Danny looked up at Mia. “Daddy stays here.”
She wasn’t sure if it was a question or a request. She turned to Joe. “What does your military training say?”
“We can keep an eye on him in either place.”
There weren’t that many hotels around the hacienda. Santa Barbara was the closest town, and as it was summer, the main tourist season was in full swing. Would he even be able to find a room nearby? Did she care?
“He could stay in the house,” Grammy M said eagerly, “and those other two can use the guest cottage. That will get them out of the house. We shouldn’t have guns in the house. Not with little fingers about.”
Or even the whole boy, Mia thought. Technically there was room. Her parents were gone for a few months and the hacienda was big. “All right.
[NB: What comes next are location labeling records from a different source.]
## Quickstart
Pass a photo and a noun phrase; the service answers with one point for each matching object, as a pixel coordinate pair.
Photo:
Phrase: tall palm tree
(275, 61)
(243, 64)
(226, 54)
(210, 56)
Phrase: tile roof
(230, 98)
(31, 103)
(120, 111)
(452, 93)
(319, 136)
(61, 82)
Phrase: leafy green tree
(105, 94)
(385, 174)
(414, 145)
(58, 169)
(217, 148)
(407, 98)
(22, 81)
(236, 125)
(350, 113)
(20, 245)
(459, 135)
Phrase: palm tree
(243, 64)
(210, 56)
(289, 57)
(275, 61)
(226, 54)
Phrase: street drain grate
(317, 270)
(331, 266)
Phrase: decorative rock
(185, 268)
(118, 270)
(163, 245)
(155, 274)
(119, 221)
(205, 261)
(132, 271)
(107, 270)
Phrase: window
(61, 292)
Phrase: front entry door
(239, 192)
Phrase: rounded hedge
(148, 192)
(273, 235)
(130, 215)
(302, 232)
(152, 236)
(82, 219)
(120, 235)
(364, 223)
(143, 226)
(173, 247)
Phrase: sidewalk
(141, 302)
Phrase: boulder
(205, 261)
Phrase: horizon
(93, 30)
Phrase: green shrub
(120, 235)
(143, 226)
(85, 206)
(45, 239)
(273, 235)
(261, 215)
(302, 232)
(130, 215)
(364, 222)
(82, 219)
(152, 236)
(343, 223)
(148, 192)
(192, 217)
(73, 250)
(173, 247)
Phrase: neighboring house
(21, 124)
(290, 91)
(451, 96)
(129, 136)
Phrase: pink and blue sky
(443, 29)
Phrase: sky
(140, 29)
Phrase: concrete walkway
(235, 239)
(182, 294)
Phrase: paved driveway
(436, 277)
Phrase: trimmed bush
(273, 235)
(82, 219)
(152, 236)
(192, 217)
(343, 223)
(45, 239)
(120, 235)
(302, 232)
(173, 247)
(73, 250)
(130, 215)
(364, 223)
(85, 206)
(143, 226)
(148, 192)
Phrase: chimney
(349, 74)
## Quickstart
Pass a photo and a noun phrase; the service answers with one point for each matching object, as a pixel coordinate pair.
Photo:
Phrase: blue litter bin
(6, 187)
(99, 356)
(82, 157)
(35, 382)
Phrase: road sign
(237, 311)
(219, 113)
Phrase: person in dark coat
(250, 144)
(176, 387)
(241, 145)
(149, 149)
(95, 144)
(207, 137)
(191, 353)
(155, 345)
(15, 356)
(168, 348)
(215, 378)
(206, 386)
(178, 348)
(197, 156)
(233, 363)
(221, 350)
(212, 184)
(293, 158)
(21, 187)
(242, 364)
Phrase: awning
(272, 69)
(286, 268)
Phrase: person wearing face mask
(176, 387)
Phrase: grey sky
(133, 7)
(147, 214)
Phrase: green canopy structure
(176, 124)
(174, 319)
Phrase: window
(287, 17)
Sure. Invite Rafael to stay.” Assuming royalty was willing to bunk with the common man.
Grammy M held out her hand to Danny. “Come on, then. Let’s go see if we can be convincin’ your father to grace us with his presence.”
Mia let the older woman lead Danny away.
“I’m not excited about the ‘gracing us with his presence’ attitude,” she admitted when she and Joe were alone. “The situation is already difficult enough.”
Joe moved close and put his arm around her. “We’ll be fine.”
“You sure about that?”
“Almost.”
“Great. What can we do to move you to be completely sure? Because I’d like that better.”
“You scared?”
Scared? Sure. And nauseous and apprehensive and a whole lot of other things.
“I saw him die, Joe. I’ve spent the past five years feeling guilty about the fact that he saved my life only to lose his own. Now he shows up and tells me he’s not who I thought, he’s not dead, and hey, ‘I rushed to your side as soon as I found out you were still alive yourself.’ There should be a limit on surprises in a twenty-four-hour period.”